Biomedical engineer has spent the past decade developing a noninvasive therapy for Alzheimer’s disease that uses flickering lights and rhythmic tones to modulate brain waves. Now the author has discovered that the technique, known as flicker, also could benefit patients with a host of other neurological disorders, from epilepsy to multiple sclerosis.
Previously, researchers demonstrated that the lights and sounds, delivered to patients through goggles and headphones, have beneficial effects. Flicker has been successful in animal studies and in early human feasibility trials, where it was tested for safety, tolerance, and patient adherence.
Now, thanks to a clinical trial for people with epilepsy, the researchers quantified flicker’s effects with unprecedented precision. They also made an unexpected, but encouraging, discovery: The treatment reduced interictal epileptiform discharges (IEDs) in the brain.
These large, intermittent electrophysiological events are observed between seizures in people with epilepsy. They appear as sharp spikes on an EEG readout.
“What’s interesting about these IEDs is that they don’t just occur in epilepsy,” said the senior author. “They occur in autism, multiple sclerosis, Alzheimer’s, and other neurological disorders, too.” And IEDs disrupt normal brain function, causing memory impairment.
The team published their findings recently in Nature Communications.

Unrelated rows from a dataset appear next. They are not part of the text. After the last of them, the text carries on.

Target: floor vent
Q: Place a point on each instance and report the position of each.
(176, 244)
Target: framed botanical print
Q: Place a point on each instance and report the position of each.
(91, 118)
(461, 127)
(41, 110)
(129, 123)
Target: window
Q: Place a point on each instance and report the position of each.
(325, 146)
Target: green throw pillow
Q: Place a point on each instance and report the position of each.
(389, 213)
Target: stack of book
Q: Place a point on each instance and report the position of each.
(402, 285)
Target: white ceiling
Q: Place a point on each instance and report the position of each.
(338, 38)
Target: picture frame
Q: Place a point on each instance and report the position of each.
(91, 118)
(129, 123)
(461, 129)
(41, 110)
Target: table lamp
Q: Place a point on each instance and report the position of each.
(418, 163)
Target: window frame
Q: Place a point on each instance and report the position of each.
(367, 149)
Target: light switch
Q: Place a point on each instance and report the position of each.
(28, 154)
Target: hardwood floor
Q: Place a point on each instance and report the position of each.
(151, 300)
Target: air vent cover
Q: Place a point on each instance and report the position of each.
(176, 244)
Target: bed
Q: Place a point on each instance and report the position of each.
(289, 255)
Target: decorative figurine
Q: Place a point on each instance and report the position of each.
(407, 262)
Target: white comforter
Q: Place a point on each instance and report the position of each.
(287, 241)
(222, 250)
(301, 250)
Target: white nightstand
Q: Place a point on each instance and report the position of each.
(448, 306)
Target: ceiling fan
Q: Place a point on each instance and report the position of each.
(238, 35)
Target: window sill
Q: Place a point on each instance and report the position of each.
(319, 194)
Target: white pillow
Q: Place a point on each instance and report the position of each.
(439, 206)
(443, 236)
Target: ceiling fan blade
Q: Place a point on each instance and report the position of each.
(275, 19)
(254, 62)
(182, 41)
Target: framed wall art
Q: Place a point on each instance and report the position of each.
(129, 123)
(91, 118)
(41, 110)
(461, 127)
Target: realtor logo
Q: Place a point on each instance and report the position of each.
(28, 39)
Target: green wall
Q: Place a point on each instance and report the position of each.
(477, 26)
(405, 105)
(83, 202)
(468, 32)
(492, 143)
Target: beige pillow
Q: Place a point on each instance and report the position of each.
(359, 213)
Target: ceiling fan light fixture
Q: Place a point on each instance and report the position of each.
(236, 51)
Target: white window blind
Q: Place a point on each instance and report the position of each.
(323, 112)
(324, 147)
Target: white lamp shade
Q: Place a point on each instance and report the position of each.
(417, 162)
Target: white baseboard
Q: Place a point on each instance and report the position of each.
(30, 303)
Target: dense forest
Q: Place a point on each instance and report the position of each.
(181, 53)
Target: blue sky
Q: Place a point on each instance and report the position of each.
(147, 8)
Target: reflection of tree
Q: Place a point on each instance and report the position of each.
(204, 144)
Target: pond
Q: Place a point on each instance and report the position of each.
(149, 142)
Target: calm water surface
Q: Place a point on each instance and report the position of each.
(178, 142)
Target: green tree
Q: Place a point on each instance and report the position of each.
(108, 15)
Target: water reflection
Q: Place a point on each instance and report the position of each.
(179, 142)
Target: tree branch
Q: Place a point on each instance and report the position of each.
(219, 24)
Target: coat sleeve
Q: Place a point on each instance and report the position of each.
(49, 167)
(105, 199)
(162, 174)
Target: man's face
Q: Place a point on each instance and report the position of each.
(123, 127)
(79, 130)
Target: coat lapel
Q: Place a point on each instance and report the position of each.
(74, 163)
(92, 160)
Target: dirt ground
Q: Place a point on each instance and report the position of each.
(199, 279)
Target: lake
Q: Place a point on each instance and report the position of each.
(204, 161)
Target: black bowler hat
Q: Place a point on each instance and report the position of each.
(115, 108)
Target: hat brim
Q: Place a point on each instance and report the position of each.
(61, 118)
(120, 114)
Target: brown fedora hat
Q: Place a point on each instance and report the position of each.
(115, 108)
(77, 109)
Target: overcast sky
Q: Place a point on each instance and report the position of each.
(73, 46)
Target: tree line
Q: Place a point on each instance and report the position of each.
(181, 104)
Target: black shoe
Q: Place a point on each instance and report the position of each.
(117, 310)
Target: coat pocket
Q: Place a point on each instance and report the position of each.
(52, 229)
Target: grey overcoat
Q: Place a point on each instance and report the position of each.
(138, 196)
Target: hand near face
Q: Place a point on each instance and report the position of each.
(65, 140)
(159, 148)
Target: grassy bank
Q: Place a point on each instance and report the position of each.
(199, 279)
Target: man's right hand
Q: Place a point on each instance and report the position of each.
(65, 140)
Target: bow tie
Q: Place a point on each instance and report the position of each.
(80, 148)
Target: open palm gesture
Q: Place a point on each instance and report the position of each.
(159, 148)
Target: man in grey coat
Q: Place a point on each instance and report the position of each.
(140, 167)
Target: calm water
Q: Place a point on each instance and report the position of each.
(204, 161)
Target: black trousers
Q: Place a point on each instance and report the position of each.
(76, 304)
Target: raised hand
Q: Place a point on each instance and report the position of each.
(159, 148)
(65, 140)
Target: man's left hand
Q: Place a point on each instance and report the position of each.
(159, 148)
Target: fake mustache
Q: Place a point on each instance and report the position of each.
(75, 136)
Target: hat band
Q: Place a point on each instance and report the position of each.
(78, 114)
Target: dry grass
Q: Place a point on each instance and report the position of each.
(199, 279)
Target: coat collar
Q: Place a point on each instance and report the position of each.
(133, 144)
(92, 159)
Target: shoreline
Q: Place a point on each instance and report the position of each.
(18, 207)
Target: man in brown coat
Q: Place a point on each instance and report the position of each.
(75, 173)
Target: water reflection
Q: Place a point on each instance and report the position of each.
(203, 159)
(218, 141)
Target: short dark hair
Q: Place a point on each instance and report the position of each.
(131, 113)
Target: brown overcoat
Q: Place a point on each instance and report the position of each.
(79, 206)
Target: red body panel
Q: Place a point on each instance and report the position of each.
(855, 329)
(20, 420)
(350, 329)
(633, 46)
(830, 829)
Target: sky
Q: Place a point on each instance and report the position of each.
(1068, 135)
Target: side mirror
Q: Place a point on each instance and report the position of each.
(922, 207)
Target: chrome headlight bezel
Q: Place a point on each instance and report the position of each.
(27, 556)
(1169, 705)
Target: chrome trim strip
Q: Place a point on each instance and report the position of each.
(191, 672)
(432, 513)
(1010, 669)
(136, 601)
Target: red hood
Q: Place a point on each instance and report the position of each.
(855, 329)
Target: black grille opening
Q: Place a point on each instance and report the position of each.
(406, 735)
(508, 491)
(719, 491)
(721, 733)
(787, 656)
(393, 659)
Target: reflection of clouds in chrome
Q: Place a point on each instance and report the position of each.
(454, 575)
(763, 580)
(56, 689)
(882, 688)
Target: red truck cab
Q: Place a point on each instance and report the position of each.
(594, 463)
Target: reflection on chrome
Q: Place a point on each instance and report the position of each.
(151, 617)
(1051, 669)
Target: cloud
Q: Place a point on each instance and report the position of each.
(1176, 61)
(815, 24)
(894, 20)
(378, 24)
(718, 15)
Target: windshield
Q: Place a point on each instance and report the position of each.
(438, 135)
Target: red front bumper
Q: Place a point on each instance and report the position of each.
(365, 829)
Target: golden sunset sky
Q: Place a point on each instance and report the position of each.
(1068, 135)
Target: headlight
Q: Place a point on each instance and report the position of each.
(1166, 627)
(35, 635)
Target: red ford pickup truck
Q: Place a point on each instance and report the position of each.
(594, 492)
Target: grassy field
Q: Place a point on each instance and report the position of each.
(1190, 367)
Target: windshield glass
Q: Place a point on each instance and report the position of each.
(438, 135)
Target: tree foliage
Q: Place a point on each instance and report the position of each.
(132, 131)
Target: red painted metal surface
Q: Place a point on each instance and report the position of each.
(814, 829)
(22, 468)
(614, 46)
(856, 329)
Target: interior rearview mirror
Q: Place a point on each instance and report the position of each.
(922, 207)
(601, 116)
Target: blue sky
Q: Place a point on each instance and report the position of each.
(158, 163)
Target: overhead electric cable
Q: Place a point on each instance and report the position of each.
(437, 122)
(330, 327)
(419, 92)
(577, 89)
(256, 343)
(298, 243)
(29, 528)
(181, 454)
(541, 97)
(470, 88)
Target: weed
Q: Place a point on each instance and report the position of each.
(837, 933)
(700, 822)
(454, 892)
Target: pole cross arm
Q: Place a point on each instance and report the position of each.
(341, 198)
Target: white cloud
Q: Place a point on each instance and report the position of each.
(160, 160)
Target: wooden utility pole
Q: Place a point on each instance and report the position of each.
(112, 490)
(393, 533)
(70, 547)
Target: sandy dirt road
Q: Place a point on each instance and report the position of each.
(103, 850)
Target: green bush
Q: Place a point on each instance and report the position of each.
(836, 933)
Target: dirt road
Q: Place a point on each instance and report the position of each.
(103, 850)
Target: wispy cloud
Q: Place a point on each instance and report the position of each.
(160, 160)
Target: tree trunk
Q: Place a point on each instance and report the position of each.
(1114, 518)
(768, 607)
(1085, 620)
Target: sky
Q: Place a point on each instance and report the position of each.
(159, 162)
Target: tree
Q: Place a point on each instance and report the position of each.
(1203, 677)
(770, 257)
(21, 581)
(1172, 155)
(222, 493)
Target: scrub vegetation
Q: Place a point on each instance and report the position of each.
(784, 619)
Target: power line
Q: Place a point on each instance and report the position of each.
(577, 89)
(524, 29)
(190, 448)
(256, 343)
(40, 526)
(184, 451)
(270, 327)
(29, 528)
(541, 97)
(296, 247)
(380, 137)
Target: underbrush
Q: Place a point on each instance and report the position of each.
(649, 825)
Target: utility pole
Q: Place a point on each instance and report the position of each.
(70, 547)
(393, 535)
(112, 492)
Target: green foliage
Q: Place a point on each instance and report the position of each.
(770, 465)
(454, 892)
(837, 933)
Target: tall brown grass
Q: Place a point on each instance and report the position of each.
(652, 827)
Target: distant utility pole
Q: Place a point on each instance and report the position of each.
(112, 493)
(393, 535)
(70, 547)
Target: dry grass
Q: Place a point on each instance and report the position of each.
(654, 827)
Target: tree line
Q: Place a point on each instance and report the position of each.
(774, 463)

Inside the brain are elaborate symphonies of electrical activity: brain waves, or oscillations, that compose our memories, thoughts, and emotions. The authors want to modulate those oscillations for therapeutic purposes.
At specific frequencies of light and sound, the flicker treatment can induce gamma oscillations in mice. This helps the brain recruit microglia, cells responsible for removing beta amyloid, which is believed to play a central role in Alzheimer’s pathology. Part of the work is in recording what’s happening in the brain during treatment to verify how it’s working.
The patients in the trial were awaiting surgery to remove an area of the brain where seizures occur. Before that could happen, they had to undergo intracranial seizure monitoring — recording electrodes are placed in the brain to pinpoint the seizure onset zone and determine exactly which tissue should be removed. Then, patients and their care team wait for a seizure to happen. It can take days.
“In human studies, we’ve used noninvasive methods like functional MRI or scalp EEG, but they have real downsides in terms of resolution,” the senior author said. “Working with these patients was a game changer. These are people with treatment-resistant epilepsy, which means that drugs aren’t working for them.”
The team recruited 19 patients. Lead author of the study went from patient to patient with the flicker stimulation and recording equipment.
“Because these patients already had recording probes implanted for clinical reasons, we were able to record directly from the brain,” the author said. “We’ve never been able to get recordings of this quality during flicker treatment before.”
As the researchers expected, flicker modulated the visual and auditory brain regions that respond strongly to stimuli. But it also reached deeper, into the medial temporal lobe and prefrontal cortex, brain regions crucial for memory. And across the brain, in regions Singer hadn’t fully explored before, she found IEDs were decreasing.
“That has important implications for whether flicker is therapeutically relevant for people with Alzheimer’s, but also in general if we want to target anything beyond the primary sensory regions,” the author said. “All of this points to the potential use of flicker in a lot of different contexts. Going forward, we’re definitely going to look at other conditions and other potential implications.”